Her face went slack, and her eyes dilated to black disks. Her body remained rigid and standing, though she had no conscious control. The glow intensified, vibrating at a frequency that inspired a sense of synesthesia. Then it was gone. Dr. Kern fell to her knees, staring dumbfounded at the metal orb.
“What happened? Are you Ok? Did it communicate with you?” Church asked, helping her to her feet.
“No, it’s not sentient,” she stammered. “It’s an interface, but meant for them.”

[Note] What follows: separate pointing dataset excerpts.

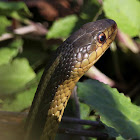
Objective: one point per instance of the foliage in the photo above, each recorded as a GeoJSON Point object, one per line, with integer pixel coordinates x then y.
{"type": "Point", "coordinates": [127, 20]}
{"type": "Point", "coordinates": [115, 109]}
{"type": "Point", "coordinates": [23, 58]}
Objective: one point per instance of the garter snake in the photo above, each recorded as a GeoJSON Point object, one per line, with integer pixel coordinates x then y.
{"type": "Point", "coordinates": [70, 61]}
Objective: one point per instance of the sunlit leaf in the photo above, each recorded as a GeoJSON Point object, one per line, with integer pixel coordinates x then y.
{"type": "Point", "coordinates": [4, 24]}
{"type": "Point", "coordinates": [62, 27]}
{"type": "Point", "coordinates": [126, 13]}
{"type": "Point", "coordinates": [15, 75]}
{"type": "Point", "coordinates": [16, 10]}
{"type": "Point", "coordinates": [10, 51]}
{"type": "Point", "coordinates": [115, 109]}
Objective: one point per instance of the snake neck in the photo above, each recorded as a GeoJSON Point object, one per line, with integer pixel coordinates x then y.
{"type": "Point", "coordinates": [57, 107]}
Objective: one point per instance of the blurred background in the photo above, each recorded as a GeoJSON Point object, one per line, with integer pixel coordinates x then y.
{"type": "Point", "coordinates": [31, 30]}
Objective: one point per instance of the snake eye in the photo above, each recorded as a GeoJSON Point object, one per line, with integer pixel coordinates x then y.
{"type": "Point", "coordinates": [101, 37]}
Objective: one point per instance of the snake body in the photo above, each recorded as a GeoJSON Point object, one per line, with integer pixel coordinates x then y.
{"type": "Point", "coordinates": [71, 60]}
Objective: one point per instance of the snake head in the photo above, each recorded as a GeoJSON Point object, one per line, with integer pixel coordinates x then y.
{"type": "Point", "coordinates": [90, 42]}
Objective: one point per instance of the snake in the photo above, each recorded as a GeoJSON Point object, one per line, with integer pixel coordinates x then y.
{"type": "Point", "coordinates": [67, 65]}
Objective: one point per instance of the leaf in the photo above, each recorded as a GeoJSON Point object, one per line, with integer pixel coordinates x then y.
{"type": "Point", "coordinates": [14, 76]}
{"type": "Point", "coordinates": [16, 10]}
{"type": "Point", "coordinates": [23, 98]}
{"type": "Point", "coordinates": [22, 101]}
{"type": "Point", "coordinates": [115, 109]}
{"type": "Point", "coordinates": [4, 24]}
{"type": "Point", "coordinates": [62, 27]}
{"type": "Point", "coordinates": [7, 53]}
{"type": "Point", "coordinates": [126, 13]}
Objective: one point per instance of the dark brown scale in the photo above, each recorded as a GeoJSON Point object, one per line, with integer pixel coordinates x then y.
{"type": "Point", "coordinates": [68, 52]}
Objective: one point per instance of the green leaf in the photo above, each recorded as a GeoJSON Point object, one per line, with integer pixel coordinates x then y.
{"type": "Point", "coordinates": [126, 13]}
{"type": "Point", "coordinates": [4, 24]}
{"type": "Point", "coordinates": [62, 27]}
{"type": "Point", "coordinates": [10, 51]}
{"type": "Point", "coordinates": [115, 109]}
{"type": "Point", "coordinates": [14, 9]}
{"type": "Point", "coordinates": [22, 101]}
{"type": "Point", "coordinates": [23, 98]}
{"type": "Point", "coordinates": [14, 76]}
{"type": "Point", "coordinates": [84, 111]}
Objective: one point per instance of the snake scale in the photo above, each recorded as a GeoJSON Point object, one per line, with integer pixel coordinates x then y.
{"type": "Point", "coordinates": [68, 64]}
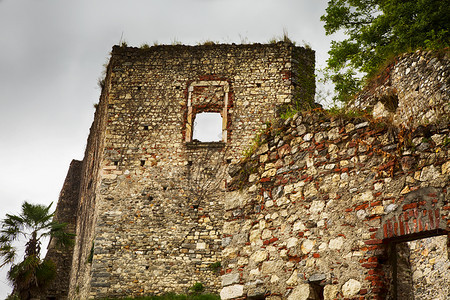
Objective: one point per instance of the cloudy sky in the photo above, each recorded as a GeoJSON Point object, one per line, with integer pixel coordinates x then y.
{"type": "Point", "coordinates": [52, 53]}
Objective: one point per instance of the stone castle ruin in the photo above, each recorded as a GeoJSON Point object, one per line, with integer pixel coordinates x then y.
{"type": "Point", "coordinates": [317, 206]}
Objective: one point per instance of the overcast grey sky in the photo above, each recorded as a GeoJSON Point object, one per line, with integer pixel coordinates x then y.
{"type": "Point", "coordinates": [52, 53]}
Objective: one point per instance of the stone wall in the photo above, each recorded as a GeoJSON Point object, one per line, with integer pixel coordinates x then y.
{"type": "Point", "coordinates": [413, 90]}
{"type": "Point", "coordinates": [151, 198]}
{"type": "Point", "coordinates": [318, 210]}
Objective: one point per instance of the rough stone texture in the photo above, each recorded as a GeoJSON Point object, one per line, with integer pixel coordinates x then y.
{"type": "Point", "coordinates": [311, 212]}
{"type": "Point", "coordinates": [351, 288]}
{"type": "Point", "coordinates": [150, 213]}
{"type": "Point", "coordinates": [232, 291]}
{"type": "Point", "coordinates": [414, 90]}
{"type": "Point", "coordinates": [333, 206]}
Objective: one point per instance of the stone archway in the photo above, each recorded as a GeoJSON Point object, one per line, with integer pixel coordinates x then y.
{"type": "Point", "coordinates": [420, 216]}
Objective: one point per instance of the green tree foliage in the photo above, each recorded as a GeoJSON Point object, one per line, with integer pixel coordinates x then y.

“An alien race, long dead, from what I can tell.”
“What was it like?”
“I felt like I was listening to a voice that was speaking every possible language simultaneously. Oh my god, Church, we have to destroy it!”
“This thing, it’s a reactor. It’s been dormant for 200 million years, but it’s active now. That heavy-duty apparatus back there is connected to the Earth’s core, and it’s warming up fast. We have to stop it!”
” I can’t stop it from here, but if this thing comes online, the heat and energy output will destabilize the ice sheet. We could lose Thwaites Glacier and the Pine Island Glacier in a matter of weeks, if not days. That alone would raise sea levels by ten feet. Tens of millions would die, and millions more would be homeless. It would be a global catastrophe!”
“You’re right, Dr. Kern, but unfortunately, that’s not how this will play out,” said Church, drawing his pistol.
“What are you talking about? Millions will die!”
“And their sacrifice will be remembered when this technology is repurposed for the benefit of humanity. This discovery is too precious to allow it to be lost under two miles of ice.”
“Did you know this was here!?”
“My superiors suspected, though it could have been a natural phenomenon. We had to be sure, that’s why you’re here.”
“Damn it, Church!”
“Sorry, doc,” he aimed the pistol.
The heavy piston of the reactor slammed down just at that moment, resonating through the chamber and causing Church’s shot to go astray. Dr. Kern lunged forward and shoved Church into the metal orb. A shimmering tendril reached out and enveloped his head, interfacing with him. She pried the weapon from the stunned Master Sergeant’s hands and shot him three times in the chest. Immediately, the tendril withdrew as Church fell dead, and the orb returned to its perfect shape.
She rifled through his pockets, retrieved the control for the M3, and raced back to the main cylinder. The previous piston strike had cleared the remaining ice, and the steam had intensified. She snapped into her harness and activated the wench from the controller, swiftly zipping her up and over the lip.
Entering the Rover, she quickly inputted the coordinates of their extraction location and engaged the autopilot. The Rover lurched forward at maximum speed. Once moving, she flipped on the radio and began hailing the extraction team.
“This Dr. Cora Kern for Commander Roach, over!”
“Roach here, go ahead, Doctor.”
“Request immediate extraction; Church is dead, situation volatile!”
“Roger that, Doctor, we have your coordinates. Big Bird inbound, just hold tight.”
“Thank you, Commander!”
Two hours later, as the M3 Rover was crossing the Pine Island Ice Sheet toward the Amundsen Sea, she saw the tiny blip of a helicopter appear on the screen, then another. As they approached, she recognized that neither of them was the expected CH-47 Chinook; they were gunships. Her heart sank as the stuttering light of machinegun fire lit up her screen, and the flare of missiles delicately laced through the Antarctic sky.